We enter the morgue. Like the first time, I follow close behind him. We walk to the end of the corridor. Yasky knocks on the office door, fulfilling his role as court clerk to the last. The enormous ginger guy from the first few visits isn’t there; an extremely thin man appears in his place. Yasky introduces us, the man glances at me and makes a grimace with his lips that doesn’t quite manage to be a smile. Now they take a couple of steps aside and exchange a few words in low voices. Yasky nods, the other man goes ahead and enters the room, gesturing for us to follow.
We stand around the middle trolley. Yasky looks at the floor, avoiding my eyes. The other man is impatient, he grinds his teeth, swallows saliva and without preamble, lifts the plastic sheet covering Aída’s body.

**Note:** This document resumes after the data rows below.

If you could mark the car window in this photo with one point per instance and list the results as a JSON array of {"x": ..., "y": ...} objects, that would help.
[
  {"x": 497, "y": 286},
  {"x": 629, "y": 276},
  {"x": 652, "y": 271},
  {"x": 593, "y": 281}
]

On the way out of the morgue, Yasky asks whether I’m all right and whether I wouldn’t like to go for a coffee. I nod, still a bit dazed. It makes no sense, I repeat to myself, and the absurdity of the situation makes me chuckle. I hang my head and the irregularity of the floor tiles ends up disconcerting me. It’s as though it’s all just a trick of Yasky’s. But no, he’d never go that far. And, I’d almost forgotten, it was Aída, slightly changed, but it was her. And it was precisely that which perturbed me most: that she’d cut her hair and plucked her eyebrows, that all those months when I thought she was dead she had been somewhere, she’d rented another flat, she’d gone to a hotel, to a friend’s, or wandered through the city, perhaps she’d even had a job, it was madness, to think that Aída had been alive all this time, and so close.
We go into a bar, we sit down at a table set for lunch. I have to say something, I have to express my bewilderment somehow, but Yasky beats me to it.
It’s a bit like going back to square one, he says. But so far as our involvement goes, it’s case closed. They’ll have to open a new investigation. I can’t bring myself to ask him anything. Not who found her. Or how. Or where. I stay silent, my mouth half open. Yasky talks, to cover the void. Poor girl, he says.
Beba took care of everything, all the procedures, the funeral director, the cremation and arranging a priest to give the urn extreme unction. She travelled from Asunción as soon as she heard the news. I don’t know why she didn’t come before, why it was me instead of her who had to come and meet those unknown corpses so many times.